Leonardo’s investigation of the heart took physicians a long time to properly understand. Once again he used wax injection, this time into the aortic valve. He noticed a swelling at the base of the valve, now called the sinus of Valsalva. Into a glass model of the heart built from his wax cast, he injected water with a grass seed suspension, and noticed circular vortices in the swollen section. From this he concluded that the swelling aided the directional flow of blood downstream from the valve. This was only confirmed in the 1980s with modern imaging technology.

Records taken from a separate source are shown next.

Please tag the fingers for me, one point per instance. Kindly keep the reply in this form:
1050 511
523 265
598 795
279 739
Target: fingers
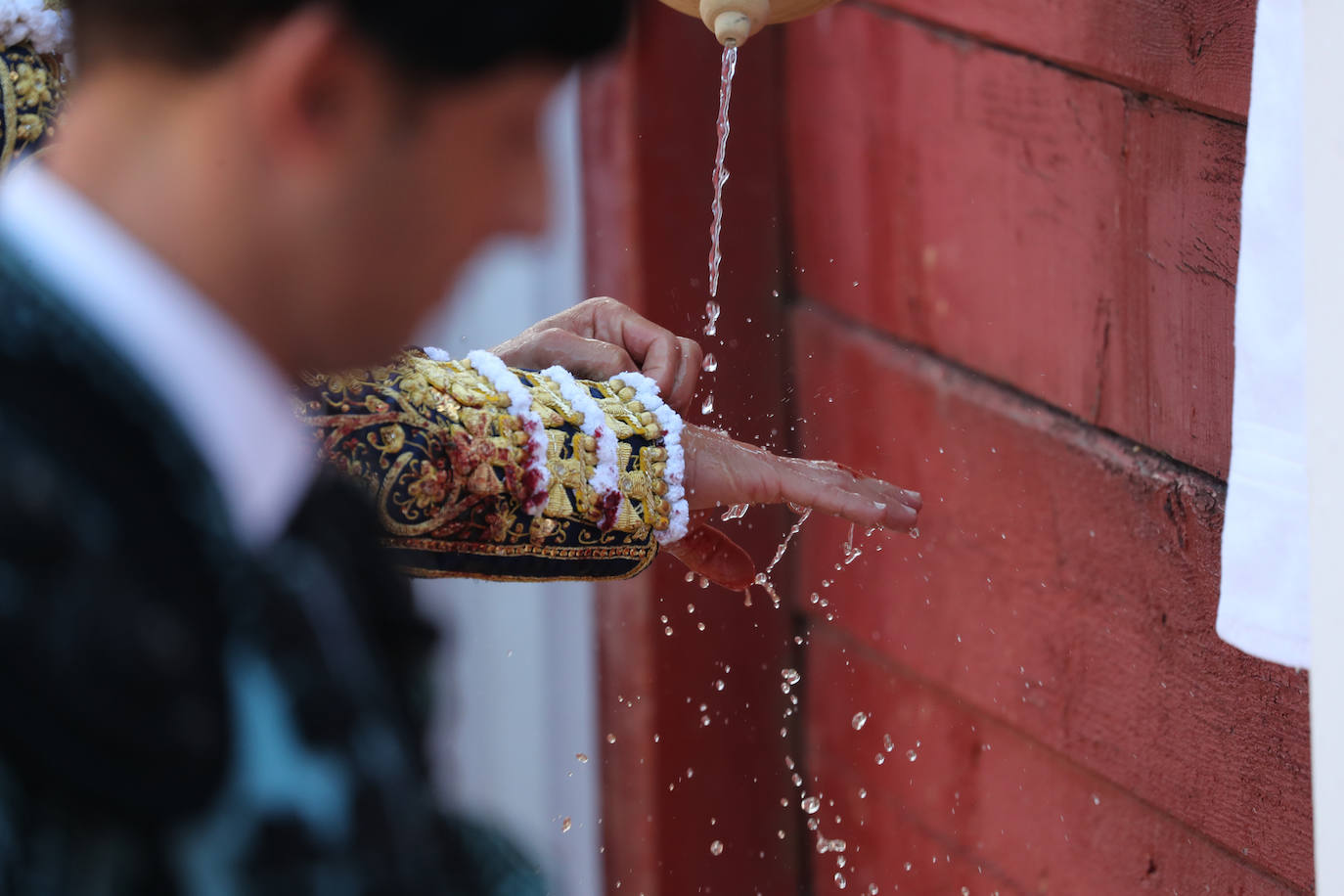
714 555
723 471
584 357
574 338
671 362
832 489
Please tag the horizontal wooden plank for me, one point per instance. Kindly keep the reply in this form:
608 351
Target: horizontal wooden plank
1193 51
1037 226
967 802
1063 582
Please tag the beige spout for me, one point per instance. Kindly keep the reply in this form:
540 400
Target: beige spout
733 22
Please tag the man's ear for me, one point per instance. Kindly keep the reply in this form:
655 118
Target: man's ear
316 90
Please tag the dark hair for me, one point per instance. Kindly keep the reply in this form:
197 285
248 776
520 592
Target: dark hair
438 39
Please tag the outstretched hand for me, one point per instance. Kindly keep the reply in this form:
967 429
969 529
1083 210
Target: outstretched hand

Leonardo clearly understood the function of the heart valves in a one-way system, and must have struggled to reconcile this with the prevailing wisdom that the veins and arteries were separate. Despite examining hearts from many animals, he never saw that the veins emptied into the heart – something that seems obvious today. This inability to reconcile evidence with ideology was the end of Leonardo’s anatomical studies, and despite returning to Rome – the centre of Italian printing – he never compiled or published the treatise that he had set out to do. He died six years later in France, his findings forgotten.
After this excellent tour, we bought a copy of Martyn Clayton’s fabulous 256-page exhibition catalogue, which includes medical input from Ron Philo. It’s a genuine and honourable attempt to combine art, science and history all in one exhibition.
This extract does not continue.